First of all, using addr and MAP_FIXED to develop our heuristic can
never really give unchanged ABI. It's an in-band signal. brk() is a
good example that steadily keeps incrementing address, so depending
on malloc usage and address space randomization, you will get a brk()
that ends exactly at 128T, then the next one will be >
DEFAULT_MAP_WINDOW, and it will switch you to 56 bit address space.

Note that this brk phenomenon is only a concern for some currently obscure process memory layouts where the heap ends up at the top of the address space. Usually, there is something above it which eliminates the possibility that it can cross into the 128 TiB wilderness. So the brk problem only happens on some architectures (e.g., not x86-64), and only with strange ways of running programs (explicitly ld.so invocation and likely static PIE, too).

So unless everyone else thinks I'm crazy and disagrees, I'd ask for
a bit more time to make sure we get this interface right. I would
hope for something like prctl PR_SET_MM which can be used to set
our user virtual address bits on a fine grained basis. Maybe a
sysctl, maybe a personality. Something out-of-band. I don't wan to
get too far into that discussion yet.

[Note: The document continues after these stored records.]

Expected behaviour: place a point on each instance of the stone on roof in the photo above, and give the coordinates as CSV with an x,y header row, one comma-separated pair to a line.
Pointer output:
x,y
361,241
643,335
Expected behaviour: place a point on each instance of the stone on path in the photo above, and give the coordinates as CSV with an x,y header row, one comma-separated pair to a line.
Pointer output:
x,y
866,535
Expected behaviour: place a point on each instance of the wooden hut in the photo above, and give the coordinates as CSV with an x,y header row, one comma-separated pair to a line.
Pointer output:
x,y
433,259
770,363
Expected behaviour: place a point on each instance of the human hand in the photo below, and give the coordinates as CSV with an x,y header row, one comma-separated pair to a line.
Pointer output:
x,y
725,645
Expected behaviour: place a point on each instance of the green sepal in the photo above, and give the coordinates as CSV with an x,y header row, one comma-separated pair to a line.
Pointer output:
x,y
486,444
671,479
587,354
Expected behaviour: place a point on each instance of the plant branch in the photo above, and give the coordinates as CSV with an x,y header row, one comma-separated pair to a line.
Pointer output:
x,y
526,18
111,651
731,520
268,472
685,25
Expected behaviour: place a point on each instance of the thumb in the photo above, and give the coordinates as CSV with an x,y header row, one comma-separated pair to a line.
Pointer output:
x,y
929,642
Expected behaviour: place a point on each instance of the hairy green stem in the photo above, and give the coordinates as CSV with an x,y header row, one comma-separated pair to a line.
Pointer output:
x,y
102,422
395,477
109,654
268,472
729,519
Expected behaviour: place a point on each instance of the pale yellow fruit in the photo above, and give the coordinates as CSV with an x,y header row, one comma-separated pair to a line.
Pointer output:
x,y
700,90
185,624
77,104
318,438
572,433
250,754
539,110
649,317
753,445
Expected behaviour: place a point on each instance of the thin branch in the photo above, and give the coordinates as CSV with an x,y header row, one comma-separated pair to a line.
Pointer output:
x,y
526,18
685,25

First we need to agree whether
or not the code in the tree today is a problem.

There is certainly more demand for similar functionality, like creating mappings below 2 GB/4 GB/32 GB, and probably other bit patterns. Hotspot would use this to place the heap with compressed oops, instead of manually hunting for a suitable place for the mapping. (Essentially, 32-bit pointers on 64-bit architectures for sufficiently small heap sizes.) It would perhaps be possible to use the hints address as a source of the bit count, for full flexibility. And the mapping should be placed into the upper half of the selected window if possible.

MAP_FIXED is near-impossible to use correctly. I hope you don't expect applications to do that. If you want address-based opt in, it should work without MAP_FIXED. Sure, in obscure cases, applications might still see out-of-range addresses, but I expected a full opt-out based on RLIMIT_AS would be sufficient for them.